Dysregulated lipid metabolism and hypomyelination in postnatal peroxisome-deficient Pex2 knockout Zellweger mice

Tanja Eberhart¹Khanichi N Charles²Brenda Salumbides-Torres²Nia Price²Steven J. Fliesler^3,4Phyllis L Faust⁵Werner Josef Kovacs^1*

• ¹Institute of Molecular Health Sciences, ETH Zurich, Zurich, Switzerland
• ²Department of Biology, San Diego State University, San Diego, United States
• ³Departments of Ophthalmology and Biochemistry and Graduate Program in Neuroscience, The University at Buffalo - The State University of New York (SUNY), Buffalo, United States
• ⁴Research Service, Veterans Administration Western New York Healthcare System, Buffalo, United States
• ⁵Department of Pathology and Cell Biology, Vagelos College of Physicians and Surgeons, Columbia University, New York, United States

ABSTRACT Peroxisomes are dynamic organelles that play a crucial role in cellular metabolism, particularly in fatty acid degradation, cholesterol homeostasis and reactive oxygen species metabolism. Their dysfunction is associated with severe neurological disorders, including Zellweger spectrum disorders (ZSD) and X-linked adrenoleukodystrophy (X-ALD). In this study, we investigated the relationship between cholesterol homeostasis and myelination in postnatal peroxisome-deficient Pex2 knockout mice. We dissected the central nervous system (CNS) of 10-day-old (P10) control and Pex2-/- mice into five regions: spinal cord, brainstem, cerebellum, diencephalon and cerebral cortex. Catalase activity, a marker enzyme of peroxisomes, was significantly increased in CNS regions of Pex2-/- mice, indicating an oxidative imbalance. Proteomic analysis revealed significant alterations in peroxisomal proteins and pathways related to neurodegenerative diseases, cholesterol and fatty acid metabolism and mRNA processing. Cholesterol biosynthesis was particularly dysregulated: enzyme activities, mRNA, and protein levels were reduced in white matter regions but increased in the cerebral cortex. The elevated desmosterol levels in the brain of Pex2-/- mice indicate impaired cholesterol synthesis.
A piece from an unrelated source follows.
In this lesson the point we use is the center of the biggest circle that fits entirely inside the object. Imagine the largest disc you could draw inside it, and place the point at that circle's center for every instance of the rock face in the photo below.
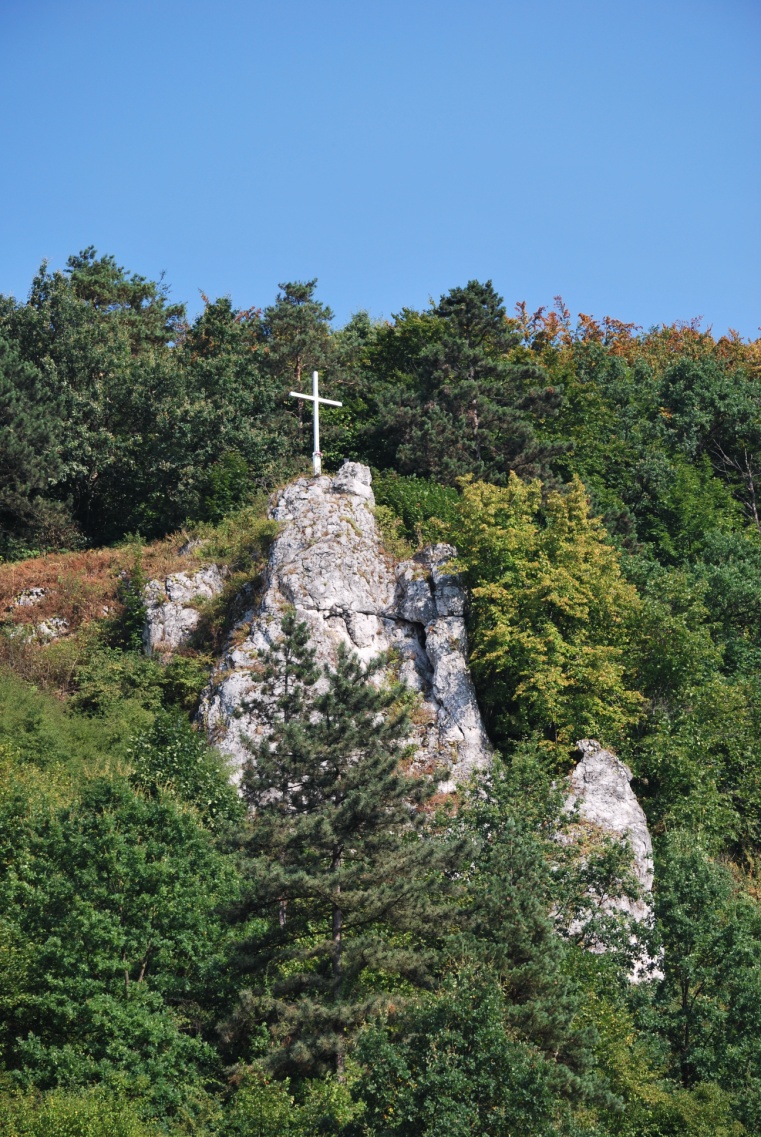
(600, 787)
(328, 563)
(171, 617)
Sphingolipid metabolism was also altered in the peroxisome-deficient CNS, as the protein levels of enzymes dihydroceramide desaturase 1, ceramide synthase 2, fatty acid 2-hydroxylase, and UDP-glycosyltransferase 8 were significantly decreased. Myelination was significantly reduced throughout the CNS, as evidenced by decreased activities of the myelin marker 2',3'-cyclic nucleotide 3'-phosphodiesterase (CNP) and decreased mRNA and protein levels of myelin-associated proteins. The consistent decrease in ribosomal protein S6 phosphorylation in the CNS of Pex2-/- mice suggests that decreased mechanistic target of rapamycin complex 1 (mTORC1) activity contributes to hypomyelination. Gene expression analysis revealed an upregulation of pro-inflammatory cytokines and altered expression of some homeostatic and disease-associated microglial (DAM) genes. However, full DAM activation was not yet observed in Pex2-/- mice at P10. In conclusion, this study shows that systemic peroxisome deficiency leads to severe hypomyelination and dysregulation of cholesterol and fatty acid metabolism in the CNS, providing new insights into the pathophysiology of peroxisomal disorders.